So: coal companies would get the profits, Asia would get the coal, and the Northwest would get the pollution and disruption. For more in-depth takes on the impacts of coal ports, see: Coal Export: A History of Failure for Western Ports from Sightline and Exporting Powder River Basin Coal: Risks and Costs, from the Western Organization of Resource Councils.
Anyway, activists are fighting all the ports in one way or another, many for these local reasons. There are some promising signs from officialdom as well: Oregon’s Democratic governor, John Kitzhaber, recently called on the feds to do a sweeping review of proposed ports. Sen. Ron Wyden (D-Ore.) has called for a “time out” on coal port plans. The EPA has called for a full review of one of the first Oregon ports. Rep. Ed Markey (D-Mass.) has called for a review of the feds’ coal leasing program (which determines Powder River Basin production). They are trying to at least slow down what is an insanely rushed process.
But they’re up against a torrent of money from their corporate opponents, including Big Coal and Big Railroad. And this is no small fight: “plans for Northwest coal exports — moving 60 million [metric] tons from Longview, Washington plus 50 million tons from Bellingham, Washington — would more than double the existing total volume of U.S. coal exports.”
And then there’s the climate angle. Your lay economist unfamiliar with the specifics of global energy markets — that is to say, most lay economists in the punditosphere — might protest that blocking particular ports will have no climate benefit. After all, global markets will merely adjust. Coal will flow into Asia from elsewhere, U.S. coal will find other markets, and all the coal will eventually be burned, amen. You squeeze the fossil-fuel balloon somewhere and it pops up elsewhere. You saw a lot of this kind of talk around the Keystone XL fight. “They’ll just burn the tar-sands oil somewhere else!”

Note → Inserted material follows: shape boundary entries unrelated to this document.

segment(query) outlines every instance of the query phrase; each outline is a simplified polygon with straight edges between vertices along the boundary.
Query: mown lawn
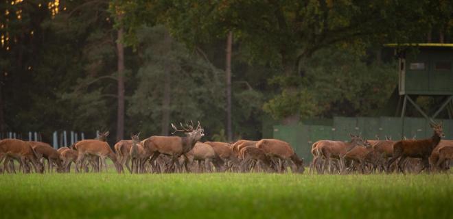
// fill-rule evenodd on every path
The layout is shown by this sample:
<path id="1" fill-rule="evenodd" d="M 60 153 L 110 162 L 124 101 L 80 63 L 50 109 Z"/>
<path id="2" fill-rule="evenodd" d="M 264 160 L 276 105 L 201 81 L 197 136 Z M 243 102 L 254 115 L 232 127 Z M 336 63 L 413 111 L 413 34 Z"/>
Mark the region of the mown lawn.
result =
<path id="1" fill-rule="evenodd" d="M 453 218 L 448 175 L 0 175 L 0 218 Z"/>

But the argument doesn’t work very well for coal. Last year, economist Thomas M. Power released an analysis — “The Greenhouse Gas Impact of Exporting Coal from the West Coast” [PDF] — that concluded, among other things, that U.S. supply changes really can affect global coal markets and climate outcomes:
Proponents of the coal export terminals consistently claim that the decision to authorize them will have no effect on the total amount of coal that is burned globally, and hence on the global climate. In their view, opening up the West Coast to the export of Powder River Basin coal will only change the source of the coal burned in Asia — not the total amount. This white paper explains why these arguments are incorrect, and inconsistent with both the basic principles of economics as well as the abundant literature regarding energy use and consumption patterns in Asia.
This paper concludes that the proposed coal export facilities in the Northwest will result in more coal consumption in Asia and undermine China’s progress towards more efficient power generation and usage. Decisions the Northwest makes now will impact Chinese energy habits for the next half-century; the lower coal prices afforded by Northwest coal exports encourage burning coal and discourage the investments in energy efficiency that China has already undertaken. [my emphasis]
This is a case where local activist fights against fossil-fuel projects matter not just for the politics of climate change, but for climate change itself. They matter for China — how much it pays for coal, how much it burns, and how fast it develops alternatives. And they matter for the U.S. The American coal industry is on the ropes. Preventing export terminals can keep it there.
The activist instinct to harry coal at every stage — mining, transport, export, power plant — is the right instinct. Coal is the enemy of the human race. It needs to be kept in the damn ground.